Always compare against two baselines: predict the global average rating, and recommend the most popular movies. A model that cannot beat "recommend the top ten most-rated films" has learned nothing useful. This baseline comparison is the single check that separates a passing project from a guessed one, and many students skip it. If you want a second set of eyes on the evaluation before you submit, our machine learning assignment help developers test the metrics against the grader's expected format and send back sample defense questions with the delivery.

Improve accuracy

Once the baseline pipeline runs, four levers raise quality without rewriting the approach.

Tune SVD hyperparameters. The factor count n_factors, learning rate lr_all, and regularization reg_all change accuracy noticeably. Run GridSearchCV from Surprise across a small grid and keep the lowest-RMSE configuration.
Add implicit signals. Watch time, clicks, and add-to-list events carry taste even when the user never leaves a star rating. Treating these as weak positive signals densifies the matrix.
Regularize content vectors. Cap max_features in TF-IDF and drop rare keywords so the similarity scores key off meaningful tokens rather than noise.
Blend models with stacking. Feed the content-based score and the collaborative score into a small gradient-boosting model that learns the best weighting per user, rather than fixing alpha by hand.

Each change is measurable: re-run RMSE and Precision@K after every adjustment and keep only the ones that move the number. Algorithm efficiency matters here too, since similarity over thousands of movies repeats on every request. Our walkthrough of efficient algorithms in Python covers the vectorization and caching patterns that keep recommendation latency low.

Deploy the model with Flask

A recommender becomes useful when something can call it. Flask wraps the trained model in a REST endpoint that takes a user id and returns a ranked list as JSON. Save the fitted model with joblib, load it once at startup, and serve predictions from memory.

import joblib
from flask import Flask, request, jsonify

app = Flask(__name__)
model = joblib.load("models/svd.joblib")

@app.route("/recommend", methods=["GET"])
def recommend():
    user_id = int(request.args.get("user_id"))
    recs = top_n_for_user(user_id, model, all_movie_ids, seen_by[user_id], n=10)
    return jsonify({"user_id": user_id,
                    "recommendations": [m for m, _ in recs]})

if __name__ == "__main__":
    app.run(debug=True)

A request to http://localhost:5000/recommend?user_id=196 now returns ten movie ids ranked for that user. For a graded submission, add a /health route, log every request, and write a short README.md that documents the endpoint and the expected response shape. For a demo front end, Streamlit or Gradio wrap the same model in an interactive form with a few extra lines. Cloud hosts including Render, Railway, and AWS run a Flask app from a GitHub repository when you are ready to put it online.

How this maps to coursework

This project lines up with the standard machine learning syllabus, which is why it appears so often as a capstone. The data acquisition and EDA stages match the pandas and visualization units; content-based filtering exercises TF-IDF and cosine similarity from the feature-engineering unit; collaborative filtering applies matrix factorization from the unsupervised-learning unit; and the Flask layer covers the deployment module. If you are working through a related foundation first, our guide to machine learning with Python sets up the libraries and modeling workflow this project assumes you already know.

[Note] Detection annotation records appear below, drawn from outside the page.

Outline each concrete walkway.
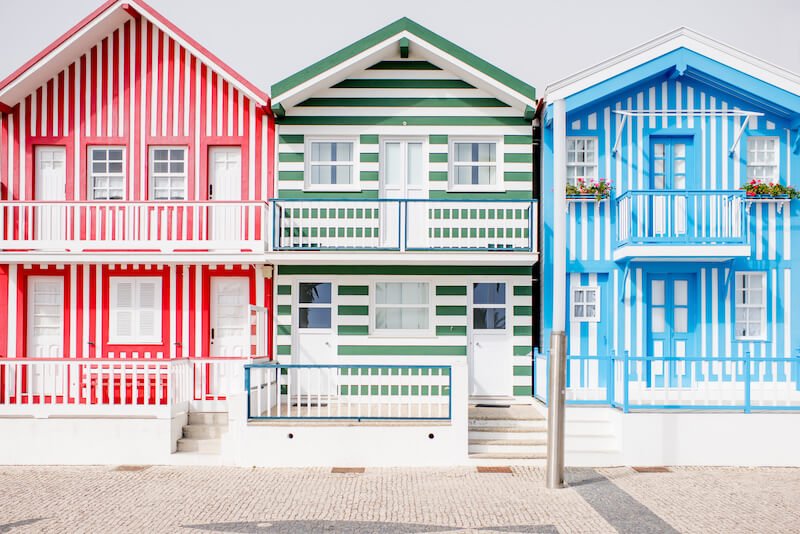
[0,466,800,534]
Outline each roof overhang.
[0,0,269,111]
[272,18,536,112]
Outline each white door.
[211,276,250,358]
[208,147,244,242]
[288,282,337,403]
[380,139,428,247]
[34,146,67,241]
[469,282,513,397]
[27,276,65,395]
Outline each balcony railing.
[272,199,537,252]
[0,201,269,252]
[616,189,747,246]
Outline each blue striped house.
[536,29,800,411]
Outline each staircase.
[469,405,547,465]
[178,412,228,454]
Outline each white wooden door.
[208,147,244,242]
[210,276,250,357]
[27,276,65,395]
[380,139,428,247]
[290,282,337,402]
[469,282,513,397]
[33,146,67,241]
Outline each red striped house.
[0,0,274,396]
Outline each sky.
[0,0,800,96]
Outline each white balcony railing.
[0,201,269,252]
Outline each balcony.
[614,189,750,260]
[272,199,537,262]
[0,201,269,257]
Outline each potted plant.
[741,178,800,199]
[567,178,614,202]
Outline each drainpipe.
[546,98,567,489]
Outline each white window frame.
[108,276,164,345]
[369,278,436,338]
[569,285,600,323]
[447,137,505,193]
[304,137,361,192]
[86,145,128,202]
[566,135,599,185]
[147,145,189,202]
[733,271,768,341]
[745,135,781,183]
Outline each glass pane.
[299,282,331,304]
[472,282,506,304]
[298,308,331,328]
[472,308,506,330]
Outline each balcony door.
[380,138,428,247]
[208,146,244,243]
[649,136,692,238]
[33,146,67,241]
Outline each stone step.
[189,412,228,426]
[178,438,222,454]
[183,425,228,439]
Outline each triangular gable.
[0,0,269,110]
[272,18,536,112]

Graded versions usually require the full set: a working notebook, both filtering methods, a metrics table with baselines, and a short report explaining the model choice. GeeksProgramming has helped students ship projects like this since 2014, with a 95% first-attempt pass rate, plans at $29, $49, and $119, and a 50/50 split so you pay the second half only after the code runs on your data. Every delivery stays private under NDA, and the same team works in Java, C++, Python, JavaScript, SQL, and more.

Frequently asked questions

What is the difference between content-based and collaborative filtering?

Content-based filtering recommends movies that resemble what a user already liked, using item features like genre, cast, and plot keywords, and it needs no other users. Collaborative filtering ignores item features and finds patterns across many users: if people who liked your five favorite films also rated a sixth highly, it recommends that sixth film. Content-based handles new items well; collaborative filtering captures taste it cannot describe but struggles with new users and items.

Which dataset is best for a beginner movie recommender?

MovieLens 100K from GroupLens is the standard starter. It holds 100,000 ratings from 943 users on 1,682 movies, fits in memory, and downloads as plain CSV. Move to MovieLens 25M once the pipeline works. Use the TMDb 5000 dataset for content-based filtering, since it adds plot overviews, cast, and crew.

What is the cold start problem in recommendation systems?

Cold start is the gap that appears when a new user or a new movie has no ratings, so collaborative filtering has nothing to learn from. The fix is a hybrid model: fall back to content-based features or popularity ranking until enough ratings accumulate, then switch the user to collaborative recommendations.

Which metric should I use to evaluate a movie recommender?

Use RMSE or MAE when the model predicts star ratings, since both measure the gap between predicted and real ratings. Use Precision@K, Recall@K, and NDCG when the model returns a ranked list, since those reward putting relevant movies near the top. Most graded assignments expect RMSE for the rating part and Precision@K for the top-N part.

How does cosine similarity power content-based recommendations?

Cosine similarity measures the angle between two movie vectors after each movie becomes a number, usually a TF-IDF vector of its genres, keywords, and cast. A score of 1.0 means the vectors point the same direction; 0 means unrelated. To recommend, compute the target movie's similarity against every other movie, sort, and return the top matches.

Can I build a movie recommender without deep learning?

Yes. Content-based filtering with TF-IDF plus cosine similarity, and collaborative filtering with SVD matrix factorization from the Surprise library, both run on a laptop and produce strong results. Neural collaborative filtering raises accuracy on large datasets, but a non-neural pipeline covers most coursework and a portfolio project.

What is matrix factorization in collaborative filtering?

Matrix factorization splits the large, mostly empty user-item rating matrix into two smaller dense matrices: user factors and movie factors. Each factor is a learned taste dimension, such as how much a film leans toward action. Multiplying a user vector by a movie vector predicts the missing rating, and SVD is the most common implementation.

Why is collaborative filtering more accurate than content-based on MovieLens?

Collaborative filtering wins on MovieLens because the dataset is dense in ratings but thin on item features. Real user behavior encodes taste that no genre tag captures, so learning from 100,000 ratings beats matching on a short feature list. On a dataset with rich plot and cast metadata and few ratings, content-based filtering closes the gap, which is why the hybrid model exists.